Семь лет в Тибете. Моя жизнь при дворе Далай-ламы - стр. 33
Но хотя наш внешний вид оставлял желать лучшего, дух наш окреп, и в нас постоянно совершалась внутренняя работа. Очень немногим европейцам доводилось бывать в местах, по которым мы шли, и мы понимали, что всякие наблюдения и заметки могут оказаться весьма ценны в дальнейшем. Тогда мы еще надеялись, что в обозримом будущем доберемся до цивилизации. Совместно пережитые опасности и тяготы сплотили нас, мы знали все сильные и слабые стороны друг друга и помогали справляться с приступами депрессии.
Дальше дорога шла через невысокие перевалы, пока мы не достигли Брахмапутры, или, по-тибетски, Цанпо. Эта местность имеет большое значение не только для паломников Азии, она очень интересна и в географическом смысле, ведь здесь берут истоки реки Инд, Сатледж, Карнали и Брахмапутра. Для тибетцев названия этих рек связаны со священными животными – львом, слоном, павлином и лошадью.[12] Ведь здесь люди привыкли придавать всем названиям религиозно-символическое значение.

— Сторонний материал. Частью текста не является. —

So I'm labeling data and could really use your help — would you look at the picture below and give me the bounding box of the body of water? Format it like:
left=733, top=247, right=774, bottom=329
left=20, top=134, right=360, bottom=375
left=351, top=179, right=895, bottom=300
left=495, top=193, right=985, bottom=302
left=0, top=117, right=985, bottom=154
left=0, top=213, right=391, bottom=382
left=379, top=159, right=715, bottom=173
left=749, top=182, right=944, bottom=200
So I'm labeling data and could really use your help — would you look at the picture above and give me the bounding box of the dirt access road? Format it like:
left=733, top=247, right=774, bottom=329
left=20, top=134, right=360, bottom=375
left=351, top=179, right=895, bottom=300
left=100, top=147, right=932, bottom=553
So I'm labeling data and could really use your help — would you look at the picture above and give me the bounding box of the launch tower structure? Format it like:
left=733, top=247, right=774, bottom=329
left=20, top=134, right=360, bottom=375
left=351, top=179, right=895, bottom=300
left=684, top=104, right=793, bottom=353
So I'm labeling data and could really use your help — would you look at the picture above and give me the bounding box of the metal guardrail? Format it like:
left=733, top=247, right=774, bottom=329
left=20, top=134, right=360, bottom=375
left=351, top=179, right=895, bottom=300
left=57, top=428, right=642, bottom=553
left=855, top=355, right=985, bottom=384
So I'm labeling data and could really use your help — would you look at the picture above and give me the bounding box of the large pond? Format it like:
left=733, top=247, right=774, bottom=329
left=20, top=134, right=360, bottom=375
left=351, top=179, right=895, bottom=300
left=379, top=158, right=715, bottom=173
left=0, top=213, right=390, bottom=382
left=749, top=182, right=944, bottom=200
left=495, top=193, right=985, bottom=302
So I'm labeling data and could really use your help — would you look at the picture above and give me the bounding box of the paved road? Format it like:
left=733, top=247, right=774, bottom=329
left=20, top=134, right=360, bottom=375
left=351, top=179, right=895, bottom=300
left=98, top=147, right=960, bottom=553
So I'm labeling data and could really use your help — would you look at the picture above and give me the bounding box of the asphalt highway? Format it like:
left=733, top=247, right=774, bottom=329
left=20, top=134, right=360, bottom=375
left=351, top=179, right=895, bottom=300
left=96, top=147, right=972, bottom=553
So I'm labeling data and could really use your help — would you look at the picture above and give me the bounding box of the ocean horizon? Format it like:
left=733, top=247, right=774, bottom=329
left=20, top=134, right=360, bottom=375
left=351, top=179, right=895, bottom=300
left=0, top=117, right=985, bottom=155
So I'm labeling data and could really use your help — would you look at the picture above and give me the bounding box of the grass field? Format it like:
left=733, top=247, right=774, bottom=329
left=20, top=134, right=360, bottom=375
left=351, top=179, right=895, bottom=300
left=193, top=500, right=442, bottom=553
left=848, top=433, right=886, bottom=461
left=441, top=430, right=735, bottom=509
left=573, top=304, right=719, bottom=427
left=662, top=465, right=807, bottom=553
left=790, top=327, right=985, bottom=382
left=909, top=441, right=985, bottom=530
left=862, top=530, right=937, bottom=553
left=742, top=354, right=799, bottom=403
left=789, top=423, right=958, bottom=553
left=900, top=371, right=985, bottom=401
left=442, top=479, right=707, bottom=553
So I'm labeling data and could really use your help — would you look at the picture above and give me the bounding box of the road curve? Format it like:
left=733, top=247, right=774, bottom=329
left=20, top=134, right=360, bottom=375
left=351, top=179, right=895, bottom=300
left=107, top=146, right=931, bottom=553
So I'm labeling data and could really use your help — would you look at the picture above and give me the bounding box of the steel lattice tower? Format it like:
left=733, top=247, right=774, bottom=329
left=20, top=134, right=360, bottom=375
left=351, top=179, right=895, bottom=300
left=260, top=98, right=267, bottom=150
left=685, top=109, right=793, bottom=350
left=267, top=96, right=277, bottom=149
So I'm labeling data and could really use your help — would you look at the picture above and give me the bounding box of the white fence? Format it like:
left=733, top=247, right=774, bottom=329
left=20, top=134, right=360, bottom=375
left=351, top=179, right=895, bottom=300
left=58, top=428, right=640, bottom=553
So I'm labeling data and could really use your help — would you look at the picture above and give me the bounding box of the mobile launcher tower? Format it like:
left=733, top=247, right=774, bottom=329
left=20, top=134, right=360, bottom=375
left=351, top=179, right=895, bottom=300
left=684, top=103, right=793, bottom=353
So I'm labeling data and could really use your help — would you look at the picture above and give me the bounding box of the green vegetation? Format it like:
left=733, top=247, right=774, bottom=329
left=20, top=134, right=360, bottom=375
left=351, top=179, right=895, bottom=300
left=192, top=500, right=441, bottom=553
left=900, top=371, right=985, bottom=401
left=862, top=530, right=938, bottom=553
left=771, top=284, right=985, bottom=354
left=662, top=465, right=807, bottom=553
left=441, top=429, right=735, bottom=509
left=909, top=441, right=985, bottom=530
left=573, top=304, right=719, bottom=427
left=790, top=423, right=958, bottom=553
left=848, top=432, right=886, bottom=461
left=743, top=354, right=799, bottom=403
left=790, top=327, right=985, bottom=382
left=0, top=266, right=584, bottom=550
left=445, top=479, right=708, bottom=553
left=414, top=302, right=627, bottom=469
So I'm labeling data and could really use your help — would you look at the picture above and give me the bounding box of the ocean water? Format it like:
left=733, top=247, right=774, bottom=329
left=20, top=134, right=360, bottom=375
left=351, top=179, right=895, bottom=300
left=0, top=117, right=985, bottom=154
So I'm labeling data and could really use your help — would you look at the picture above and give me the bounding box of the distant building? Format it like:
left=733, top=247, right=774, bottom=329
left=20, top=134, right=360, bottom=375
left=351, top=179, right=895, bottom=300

Следующие две недели мы двигались вдоль Цанпо. Мощные притоки, текущие из близлежащих Гангдисе и Гималаев, питают эту реку, она ширится и чем полноводнее становится, тем более спокойным делается ее течение.
Погода стала очень переменчивой. Буквально в течение одной минуты мы то дрожали от холода, то жарились на солнце. Град, дождь и яркое солнце постоянно сменяли друг друга, а проснувшись однажды утром, мы даже обнаружили, что на наших палатках лежит толстый слой снега. Правда, уже через пару часов солнце растопило его, так что от утренней белизны не осталось и следа. Наша европейская одежда оказалась совершенно не приспособленной к настолько частым переменам погоды, и мы стали завидовать тибетским овчинным тулупам с поясом на талии и длинными рукавами, заменяющими перчатки.
Впрочем, несмотря на капризы погоды, мы быстро двигались вперед. Остановки делали в тасамах. Время от времени открывался вид на Гималаи – эти вершины не сравнить ни с одним из тех чудес природы, которые мне доводилось видеть до сих пор. Встречи с кочевниками становились все реже, единственными живыми существами, которых мы встречали на берегах Цанпо, были газели и кьяны.
Мы приближались к местечку Гьябнак, которое значилось последним населенным пунктом в проездном документе. Власть нашего друга из Гартока распространялась только до этих мест. Решение о том, куда нам двигаться дальше, было принято за нас: на третий день нашего пребывания в этом поселении туда прибыл запыхавшийся гонец из Традюна с предписанием явиться туда как можно скорее. Нас хотели видеть два высокопоставленных сановника из Лхасы. Мы без сожаления покинули Гьябнак, который даже трудно было назвать деревней, потому что, хоть там и находилась резиденция какого-то духовного лица провинции Бонпа, дом там был всего один, а ближайший шатер кочевников находился в часе пути. Поэтому мы тут же двинулись дальше и провели ночь в пустынной местности, где обитали одни лишь кьяны.
Следующий день навсегда останется в моей памяти лучшим днем моей жизни. Двигаясь вперед, через некоторое время мы увидели вдали крохотные золотые башенки монастыря. А над ним высились действительно грандиозные, сияющие в утренних лучах ледяные стены. Не сразу мы поняли, что это не что иное, как гималайские восьмитысячники – Дхаулагири, Аннапурна и Манаслу. Мы были поражены этим потрясающим видом, и даже Копп, который не был альпинистом, присоединился к нашим восторгам. А так как Традюн с его филигранными монастырскими башенками был расположен на другом конце долины, мы наслаждались захватывающим зрелищем этих гигантов много часов подряд. Даже то, что пришлось вброд переходить ледяную реку Цачу, не испортило нам прекрасного настроения.